What do your customers need right now, and how could you fill that need? How does this dovetail with your existing products and services?

Your brand already has an audience; you just need to pivot to meet them where they are right now. Covid-19 exposed supply chain and logistics vulnerabilities for companies worldwide, especially those that rely on single source providers or suppliers concentrated in specific geographic areas. Evaluate supply chain risk based on the likelihood of further disruption.

Spike in absenteeism likely

In the current environment, absenteeism is inevitable that may affect especially manufacturing operations. So identify essential functions and cross-train employees to ensure necessary staffing if absenteeism spikes.

Covid-19 exposed operating risks for companies, including overreliance on some personnel to perform critical functions. This presents an operational threat and puts added pressure on individuals tasked with performing these functions. Remote work became a hallmark of the pandemic for businesses.

For those that could remain operational at a distance, this has been a major benefit. If your business shifted to a remote-first approach to work during the pandemic, consider making those policies permanent. If your shift to remote work was fraught with challenge, assess what went wrong and try to improve upon those mistakes. The time is now to evaluate what worked and what you need to improve in terms of online business and remote work.

Put those plans and systems in place now. That is an investment that may very well make the difference between maintaining continuity of operations or shutting down completely.

Develop a formal process for implementing Delegations of Authority and other financial and legal processes so they can be executed remotely.

Ideally, you should have layers two-deep, so you always have at least one available backup. Build a systematic method for suspending, closing and resuming operations.The process you implemented during the first wave should serve as a guide. Document all the steps so you can implement them consistently and quickly for any business disruption. Set up or if you already have, update your succession plan should something happen to you or one of your critical employees so the business can continue. All businesses, regardless of size, should have a disaster and business continuity plan in place, along with a crisis team that is ready to put that plan into action.
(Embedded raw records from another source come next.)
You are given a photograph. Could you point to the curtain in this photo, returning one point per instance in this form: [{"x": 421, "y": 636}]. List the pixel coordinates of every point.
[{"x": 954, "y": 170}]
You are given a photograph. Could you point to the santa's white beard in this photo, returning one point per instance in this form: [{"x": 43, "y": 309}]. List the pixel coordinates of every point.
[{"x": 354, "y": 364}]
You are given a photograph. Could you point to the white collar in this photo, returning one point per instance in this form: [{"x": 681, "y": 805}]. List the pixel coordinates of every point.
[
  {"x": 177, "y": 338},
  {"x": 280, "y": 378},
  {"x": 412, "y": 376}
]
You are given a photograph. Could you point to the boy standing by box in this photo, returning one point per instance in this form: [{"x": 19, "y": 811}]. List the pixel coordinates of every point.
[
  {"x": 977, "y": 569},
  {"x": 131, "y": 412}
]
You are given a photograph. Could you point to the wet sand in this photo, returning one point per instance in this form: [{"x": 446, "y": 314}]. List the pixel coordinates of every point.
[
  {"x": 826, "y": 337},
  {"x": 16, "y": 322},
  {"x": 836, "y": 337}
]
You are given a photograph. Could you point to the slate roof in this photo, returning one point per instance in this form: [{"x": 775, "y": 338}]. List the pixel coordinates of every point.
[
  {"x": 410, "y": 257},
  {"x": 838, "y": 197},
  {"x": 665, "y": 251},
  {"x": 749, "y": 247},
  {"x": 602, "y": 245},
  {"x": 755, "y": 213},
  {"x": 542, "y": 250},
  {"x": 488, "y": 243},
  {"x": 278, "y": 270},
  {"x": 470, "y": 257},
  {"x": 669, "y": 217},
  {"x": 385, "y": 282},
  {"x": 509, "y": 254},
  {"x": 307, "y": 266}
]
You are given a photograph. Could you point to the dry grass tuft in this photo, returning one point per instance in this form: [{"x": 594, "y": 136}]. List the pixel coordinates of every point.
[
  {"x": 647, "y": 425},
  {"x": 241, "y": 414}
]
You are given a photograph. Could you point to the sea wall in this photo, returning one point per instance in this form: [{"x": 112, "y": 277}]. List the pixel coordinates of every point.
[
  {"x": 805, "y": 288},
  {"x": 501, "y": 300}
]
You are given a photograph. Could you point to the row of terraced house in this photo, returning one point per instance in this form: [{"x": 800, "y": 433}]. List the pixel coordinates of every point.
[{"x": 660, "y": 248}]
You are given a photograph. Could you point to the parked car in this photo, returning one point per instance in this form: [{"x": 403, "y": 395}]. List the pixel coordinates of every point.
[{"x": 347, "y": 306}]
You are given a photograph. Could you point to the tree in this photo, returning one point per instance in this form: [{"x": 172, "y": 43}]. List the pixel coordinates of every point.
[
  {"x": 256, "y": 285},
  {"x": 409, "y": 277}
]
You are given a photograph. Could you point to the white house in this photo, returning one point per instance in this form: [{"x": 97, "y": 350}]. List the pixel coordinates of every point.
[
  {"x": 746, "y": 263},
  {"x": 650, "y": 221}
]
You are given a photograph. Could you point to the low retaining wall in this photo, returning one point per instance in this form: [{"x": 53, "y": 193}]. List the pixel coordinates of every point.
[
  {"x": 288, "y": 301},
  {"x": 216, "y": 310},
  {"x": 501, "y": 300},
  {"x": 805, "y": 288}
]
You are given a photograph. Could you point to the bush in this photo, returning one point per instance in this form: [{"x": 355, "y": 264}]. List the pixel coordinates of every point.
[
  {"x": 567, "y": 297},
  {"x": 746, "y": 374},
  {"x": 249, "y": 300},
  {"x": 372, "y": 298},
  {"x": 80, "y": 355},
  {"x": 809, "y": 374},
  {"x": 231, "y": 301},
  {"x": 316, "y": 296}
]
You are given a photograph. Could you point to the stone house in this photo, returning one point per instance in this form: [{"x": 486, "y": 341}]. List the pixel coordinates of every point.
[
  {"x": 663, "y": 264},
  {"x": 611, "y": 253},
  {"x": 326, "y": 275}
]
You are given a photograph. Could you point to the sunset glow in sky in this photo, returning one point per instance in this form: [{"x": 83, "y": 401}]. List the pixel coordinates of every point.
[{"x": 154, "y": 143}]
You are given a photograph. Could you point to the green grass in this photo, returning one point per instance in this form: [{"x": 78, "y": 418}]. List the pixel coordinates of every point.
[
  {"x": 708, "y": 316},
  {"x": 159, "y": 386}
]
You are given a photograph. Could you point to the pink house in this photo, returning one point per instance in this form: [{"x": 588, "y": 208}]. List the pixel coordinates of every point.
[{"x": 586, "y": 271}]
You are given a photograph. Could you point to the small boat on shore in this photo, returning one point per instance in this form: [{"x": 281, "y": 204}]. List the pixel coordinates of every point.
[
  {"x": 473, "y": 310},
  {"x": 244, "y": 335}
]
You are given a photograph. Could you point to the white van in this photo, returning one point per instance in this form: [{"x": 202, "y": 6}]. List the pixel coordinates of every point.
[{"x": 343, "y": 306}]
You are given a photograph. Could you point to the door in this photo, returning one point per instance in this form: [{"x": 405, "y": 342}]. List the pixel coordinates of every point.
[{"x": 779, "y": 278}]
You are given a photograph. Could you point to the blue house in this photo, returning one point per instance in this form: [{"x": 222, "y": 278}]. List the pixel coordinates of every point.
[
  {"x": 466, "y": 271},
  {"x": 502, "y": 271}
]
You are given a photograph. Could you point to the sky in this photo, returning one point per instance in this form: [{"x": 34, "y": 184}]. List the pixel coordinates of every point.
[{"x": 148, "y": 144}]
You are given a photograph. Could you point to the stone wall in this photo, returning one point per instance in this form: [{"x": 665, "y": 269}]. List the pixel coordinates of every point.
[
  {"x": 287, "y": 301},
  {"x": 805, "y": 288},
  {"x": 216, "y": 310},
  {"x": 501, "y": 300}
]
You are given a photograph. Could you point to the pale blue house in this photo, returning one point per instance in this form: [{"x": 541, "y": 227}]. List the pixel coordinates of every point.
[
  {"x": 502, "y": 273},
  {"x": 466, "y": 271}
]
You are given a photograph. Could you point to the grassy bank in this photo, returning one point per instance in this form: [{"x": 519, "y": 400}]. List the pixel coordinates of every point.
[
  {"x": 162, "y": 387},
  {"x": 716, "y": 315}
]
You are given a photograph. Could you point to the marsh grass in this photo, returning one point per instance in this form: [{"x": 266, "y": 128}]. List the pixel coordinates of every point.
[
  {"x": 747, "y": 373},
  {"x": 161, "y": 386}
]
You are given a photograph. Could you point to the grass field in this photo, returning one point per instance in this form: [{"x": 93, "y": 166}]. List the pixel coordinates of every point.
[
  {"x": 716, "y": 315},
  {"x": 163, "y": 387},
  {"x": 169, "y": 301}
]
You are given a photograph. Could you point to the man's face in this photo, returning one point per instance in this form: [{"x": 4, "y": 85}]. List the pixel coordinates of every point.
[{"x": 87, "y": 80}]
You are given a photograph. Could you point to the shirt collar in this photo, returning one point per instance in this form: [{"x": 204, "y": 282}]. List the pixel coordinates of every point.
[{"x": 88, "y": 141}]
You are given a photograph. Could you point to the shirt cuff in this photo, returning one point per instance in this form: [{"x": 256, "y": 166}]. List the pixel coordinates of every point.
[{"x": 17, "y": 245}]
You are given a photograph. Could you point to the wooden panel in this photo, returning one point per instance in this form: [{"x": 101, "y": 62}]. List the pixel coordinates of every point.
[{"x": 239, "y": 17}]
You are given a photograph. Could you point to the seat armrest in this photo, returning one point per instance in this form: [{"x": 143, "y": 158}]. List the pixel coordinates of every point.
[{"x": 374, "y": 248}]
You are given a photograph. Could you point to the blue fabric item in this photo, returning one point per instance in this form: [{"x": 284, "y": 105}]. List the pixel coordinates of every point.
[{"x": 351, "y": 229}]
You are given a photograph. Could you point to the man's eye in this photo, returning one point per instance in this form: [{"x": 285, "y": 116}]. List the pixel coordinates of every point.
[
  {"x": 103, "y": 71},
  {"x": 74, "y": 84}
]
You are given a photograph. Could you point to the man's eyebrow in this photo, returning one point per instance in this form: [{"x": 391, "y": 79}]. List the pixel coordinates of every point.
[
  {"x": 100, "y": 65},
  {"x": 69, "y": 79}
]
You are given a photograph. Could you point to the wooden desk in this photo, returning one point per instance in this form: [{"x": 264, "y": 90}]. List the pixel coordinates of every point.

Communicate with customers

It remains as pivotal as ever that you keep everyone – your employees and customers alike – fully apprised of your plans and expectations during the Covid-19 pandemic. Not only is it important for your business to keep everyone informed, but your customers and employees are looking to your brand for support at an uncertain and difficult time. Offer that support in a direct and easily understood way. The most important aspect of making all of this happen effectively is communication. Businesses must plan to communicate often with their employees and their customers on a regular basis.

Whatever your unique situation, it is critical to develop a contingency plan. Even if second-wave business closures don’t materialise, you will be well positioned for any other unforeseen crises, such as natural disasters or social upheaval. If the Covid-19 pandemic has taught us one thing, it’s that all businesses must expect the unexpected; this preparation could be the difference between surviving and closing your business permanently.

In 2020, we have learned the significance of a business disaster continuity plan. Don’t be caught without one, should things take a turn for the worse.